MiRNAs and lncRNAs are identified as key regulators of gene expression in various biological and pathological processes (42). We identified potential ncRNA regulatory pathways involving miRNA, lncRNA and mRNA based on ceRNA theory, and built a PPI network which might promote the development of LUAD (Fig. 5). Researches showed hsa-miR-196b was potential biomarker in LUAD (43), ATP1A2 mutation was found in pulmonary carcinoid tumors and involved in multiple biological processes, such as cellular metabolism, immune regulation, etc, and NEAT1 function as a competing endogenous lncRNA in multiple tumors (44). According to the results of this research, NEAT1 as a sponge of hsa-miR-196b alleviates its repression on ATP1A2, and regulates multiple biological in LUAD. Similarly, hsa-miR-31 and its predicting target lncRNA (MIR497HG), mRNA (CEBPA) all involved in multiple tumors (45) (46), there is also a competing endogenous between them in LUAD according to our results. The levels of hsa-miR-9 correlate with tumor grade and metastatic status (47), and its upregulation led to enhanced NSCLC cell invasion and adhesion via the regulation of multiple pathways (48). According to this study, samples in TCGA-LUAD with high expression of hsa-miR-9 have worse survival, and various lncRNAs (AC020978.7, NEAT1, AC021078.1) and mRNAs (PCSK2, FREM2, ALPL) targeted are all related to survival.

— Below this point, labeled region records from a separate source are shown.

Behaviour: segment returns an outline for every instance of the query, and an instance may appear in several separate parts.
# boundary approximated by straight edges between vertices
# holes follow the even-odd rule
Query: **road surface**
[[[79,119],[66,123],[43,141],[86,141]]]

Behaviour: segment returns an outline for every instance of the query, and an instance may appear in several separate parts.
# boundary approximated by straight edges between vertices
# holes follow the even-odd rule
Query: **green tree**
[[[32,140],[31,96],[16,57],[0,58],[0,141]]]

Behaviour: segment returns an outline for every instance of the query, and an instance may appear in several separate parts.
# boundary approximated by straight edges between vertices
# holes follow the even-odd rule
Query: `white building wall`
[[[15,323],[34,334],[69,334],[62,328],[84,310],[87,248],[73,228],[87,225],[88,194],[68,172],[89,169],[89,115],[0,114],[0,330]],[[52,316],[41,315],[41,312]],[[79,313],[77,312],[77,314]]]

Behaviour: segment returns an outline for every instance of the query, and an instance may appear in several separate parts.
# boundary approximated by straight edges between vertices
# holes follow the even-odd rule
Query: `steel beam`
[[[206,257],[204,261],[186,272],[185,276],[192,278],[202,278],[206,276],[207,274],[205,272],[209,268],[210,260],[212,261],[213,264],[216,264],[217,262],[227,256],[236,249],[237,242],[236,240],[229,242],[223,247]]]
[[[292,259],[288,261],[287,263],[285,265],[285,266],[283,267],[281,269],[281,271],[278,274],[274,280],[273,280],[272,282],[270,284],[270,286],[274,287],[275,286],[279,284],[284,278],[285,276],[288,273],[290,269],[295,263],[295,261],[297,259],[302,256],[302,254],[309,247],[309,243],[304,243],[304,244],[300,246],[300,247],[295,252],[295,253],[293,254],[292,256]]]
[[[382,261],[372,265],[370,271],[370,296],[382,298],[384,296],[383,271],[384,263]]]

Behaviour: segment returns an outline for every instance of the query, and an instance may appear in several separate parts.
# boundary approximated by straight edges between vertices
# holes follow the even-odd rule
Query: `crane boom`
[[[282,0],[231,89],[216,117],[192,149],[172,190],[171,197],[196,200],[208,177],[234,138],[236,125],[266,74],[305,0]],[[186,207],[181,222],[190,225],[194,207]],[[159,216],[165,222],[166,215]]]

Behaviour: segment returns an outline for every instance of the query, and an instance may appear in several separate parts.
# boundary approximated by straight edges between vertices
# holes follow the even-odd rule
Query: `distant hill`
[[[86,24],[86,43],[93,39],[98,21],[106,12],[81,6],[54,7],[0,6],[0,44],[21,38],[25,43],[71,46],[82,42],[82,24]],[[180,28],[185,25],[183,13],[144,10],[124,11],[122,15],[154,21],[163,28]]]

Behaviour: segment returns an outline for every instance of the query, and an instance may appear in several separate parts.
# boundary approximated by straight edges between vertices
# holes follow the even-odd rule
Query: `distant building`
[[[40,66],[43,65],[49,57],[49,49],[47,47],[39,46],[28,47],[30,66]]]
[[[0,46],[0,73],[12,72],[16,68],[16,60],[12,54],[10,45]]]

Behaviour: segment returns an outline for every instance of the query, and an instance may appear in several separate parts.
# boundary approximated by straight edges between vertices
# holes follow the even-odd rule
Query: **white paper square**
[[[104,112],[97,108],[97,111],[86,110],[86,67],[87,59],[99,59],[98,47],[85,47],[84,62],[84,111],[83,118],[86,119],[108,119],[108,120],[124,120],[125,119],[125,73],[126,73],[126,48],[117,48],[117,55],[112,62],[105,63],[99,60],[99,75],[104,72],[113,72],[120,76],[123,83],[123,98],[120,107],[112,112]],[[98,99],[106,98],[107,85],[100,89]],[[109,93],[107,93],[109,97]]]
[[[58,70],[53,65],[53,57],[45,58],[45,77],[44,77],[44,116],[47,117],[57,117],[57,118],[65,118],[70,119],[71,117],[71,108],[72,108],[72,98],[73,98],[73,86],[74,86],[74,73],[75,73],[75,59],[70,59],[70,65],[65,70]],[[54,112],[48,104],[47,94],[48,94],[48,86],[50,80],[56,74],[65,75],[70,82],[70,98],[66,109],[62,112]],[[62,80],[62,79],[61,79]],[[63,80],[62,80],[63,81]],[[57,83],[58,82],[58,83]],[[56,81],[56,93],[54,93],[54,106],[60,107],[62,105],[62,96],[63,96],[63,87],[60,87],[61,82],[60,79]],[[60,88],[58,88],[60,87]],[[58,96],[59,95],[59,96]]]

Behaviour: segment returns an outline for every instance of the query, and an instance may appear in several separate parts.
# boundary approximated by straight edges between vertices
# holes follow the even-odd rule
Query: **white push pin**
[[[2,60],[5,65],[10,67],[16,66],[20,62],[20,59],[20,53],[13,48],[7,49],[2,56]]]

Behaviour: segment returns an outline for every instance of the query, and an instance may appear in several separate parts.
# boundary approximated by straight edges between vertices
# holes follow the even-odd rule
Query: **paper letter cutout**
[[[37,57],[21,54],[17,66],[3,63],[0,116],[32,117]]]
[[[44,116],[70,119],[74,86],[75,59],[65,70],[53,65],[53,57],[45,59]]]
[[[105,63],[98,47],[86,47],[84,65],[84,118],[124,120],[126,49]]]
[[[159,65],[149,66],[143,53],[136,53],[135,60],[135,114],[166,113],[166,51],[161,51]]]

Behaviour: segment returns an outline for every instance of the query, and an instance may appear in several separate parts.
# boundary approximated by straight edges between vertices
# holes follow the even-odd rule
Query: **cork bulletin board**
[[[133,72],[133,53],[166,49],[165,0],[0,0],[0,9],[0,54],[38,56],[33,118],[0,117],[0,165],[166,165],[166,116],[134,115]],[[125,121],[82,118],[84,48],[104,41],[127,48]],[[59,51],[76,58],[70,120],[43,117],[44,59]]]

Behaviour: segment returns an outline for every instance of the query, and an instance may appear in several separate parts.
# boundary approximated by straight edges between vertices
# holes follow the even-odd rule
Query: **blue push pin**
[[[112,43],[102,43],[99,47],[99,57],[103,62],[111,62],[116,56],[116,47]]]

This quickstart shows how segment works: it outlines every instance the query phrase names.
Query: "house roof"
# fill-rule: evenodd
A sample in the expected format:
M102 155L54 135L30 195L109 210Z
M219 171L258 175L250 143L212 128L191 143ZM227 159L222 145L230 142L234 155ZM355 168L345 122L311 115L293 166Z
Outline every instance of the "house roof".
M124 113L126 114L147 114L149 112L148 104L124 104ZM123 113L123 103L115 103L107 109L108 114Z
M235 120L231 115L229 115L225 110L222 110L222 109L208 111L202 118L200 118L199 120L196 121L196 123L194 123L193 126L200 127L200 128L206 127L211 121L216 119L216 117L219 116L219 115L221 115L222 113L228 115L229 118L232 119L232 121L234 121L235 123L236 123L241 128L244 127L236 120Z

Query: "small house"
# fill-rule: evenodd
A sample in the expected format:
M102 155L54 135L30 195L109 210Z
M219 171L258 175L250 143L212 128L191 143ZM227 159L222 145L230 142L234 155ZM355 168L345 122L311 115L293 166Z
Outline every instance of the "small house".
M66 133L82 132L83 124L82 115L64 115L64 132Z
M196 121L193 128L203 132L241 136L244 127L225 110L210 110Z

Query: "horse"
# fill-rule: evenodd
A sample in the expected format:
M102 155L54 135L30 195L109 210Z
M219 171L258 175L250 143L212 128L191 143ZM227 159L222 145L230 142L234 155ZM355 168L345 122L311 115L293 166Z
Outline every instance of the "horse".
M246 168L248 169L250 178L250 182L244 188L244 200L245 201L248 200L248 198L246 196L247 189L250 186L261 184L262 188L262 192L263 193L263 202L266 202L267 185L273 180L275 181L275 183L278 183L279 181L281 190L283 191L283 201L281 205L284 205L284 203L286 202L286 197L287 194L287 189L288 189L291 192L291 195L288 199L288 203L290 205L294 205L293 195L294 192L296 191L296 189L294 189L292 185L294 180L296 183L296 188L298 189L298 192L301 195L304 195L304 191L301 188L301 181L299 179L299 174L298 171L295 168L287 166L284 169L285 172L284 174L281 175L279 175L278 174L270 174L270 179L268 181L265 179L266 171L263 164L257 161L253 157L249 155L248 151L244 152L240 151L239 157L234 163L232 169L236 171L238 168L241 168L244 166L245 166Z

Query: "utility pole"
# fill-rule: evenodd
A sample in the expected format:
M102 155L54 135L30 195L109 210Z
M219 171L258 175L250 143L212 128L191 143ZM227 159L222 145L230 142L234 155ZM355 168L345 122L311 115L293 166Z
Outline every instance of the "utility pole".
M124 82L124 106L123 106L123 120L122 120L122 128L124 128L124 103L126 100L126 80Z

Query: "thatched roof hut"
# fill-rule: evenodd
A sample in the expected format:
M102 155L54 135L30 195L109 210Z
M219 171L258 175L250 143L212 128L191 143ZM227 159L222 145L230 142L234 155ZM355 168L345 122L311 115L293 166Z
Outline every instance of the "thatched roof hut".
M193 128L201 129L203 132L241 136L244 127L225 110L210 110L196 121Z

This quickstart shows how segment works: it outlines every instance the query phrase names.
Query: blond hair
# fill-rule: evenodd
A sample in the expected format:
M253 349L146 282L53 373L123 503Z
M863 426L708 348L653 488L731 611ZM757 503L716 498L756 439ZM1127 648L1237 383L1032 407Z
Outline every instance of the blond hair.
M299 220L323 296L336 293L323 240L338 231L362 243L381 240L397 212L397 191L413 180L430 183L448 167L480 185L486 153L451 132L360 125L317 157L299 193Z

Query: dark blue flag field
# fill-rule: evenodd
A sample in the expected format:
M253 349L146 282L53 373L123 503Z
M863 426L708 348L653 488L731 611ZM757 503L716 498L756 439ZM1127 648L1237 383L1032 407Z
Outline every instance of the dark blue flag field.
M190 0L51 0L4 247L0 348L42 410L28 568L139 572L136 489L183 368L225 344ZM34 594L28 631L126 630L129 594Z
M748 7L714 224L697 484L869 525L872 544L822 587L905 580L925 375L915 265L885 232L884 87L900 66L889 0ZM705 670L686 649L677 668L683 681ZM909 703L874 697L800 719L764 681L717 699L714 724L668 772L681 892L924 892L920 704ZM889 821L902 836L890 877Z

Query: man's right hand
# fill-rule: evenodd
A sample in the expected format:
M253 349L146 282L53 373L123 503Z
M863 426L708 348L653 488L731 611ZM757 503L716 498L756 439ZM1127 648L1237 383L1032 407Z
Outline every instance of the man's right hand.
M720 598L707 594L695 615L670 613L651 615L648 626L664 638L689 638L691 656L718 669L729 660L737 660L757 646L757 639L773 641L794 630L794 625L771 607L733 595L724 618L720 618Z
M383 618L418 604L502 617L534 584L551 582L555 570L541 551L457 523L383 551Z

In conclusion, this study explored the role and potential mechanism of hypoxia in LUAD from the perspective of gene signature and ceRNA theory in silico analyses, the results showed hypoxia promoted tumor progression and immunosuppressive status through multiple pathways, and the regulatory effect of ceRNA theory on LUAD had also been observed. However, it is undeniable that our research still has some limitations. All our results are based on silico analyses of TCGA and some website analysis. More functional experiments are needed to verify the results of this research, which will be the focus of our next exploration.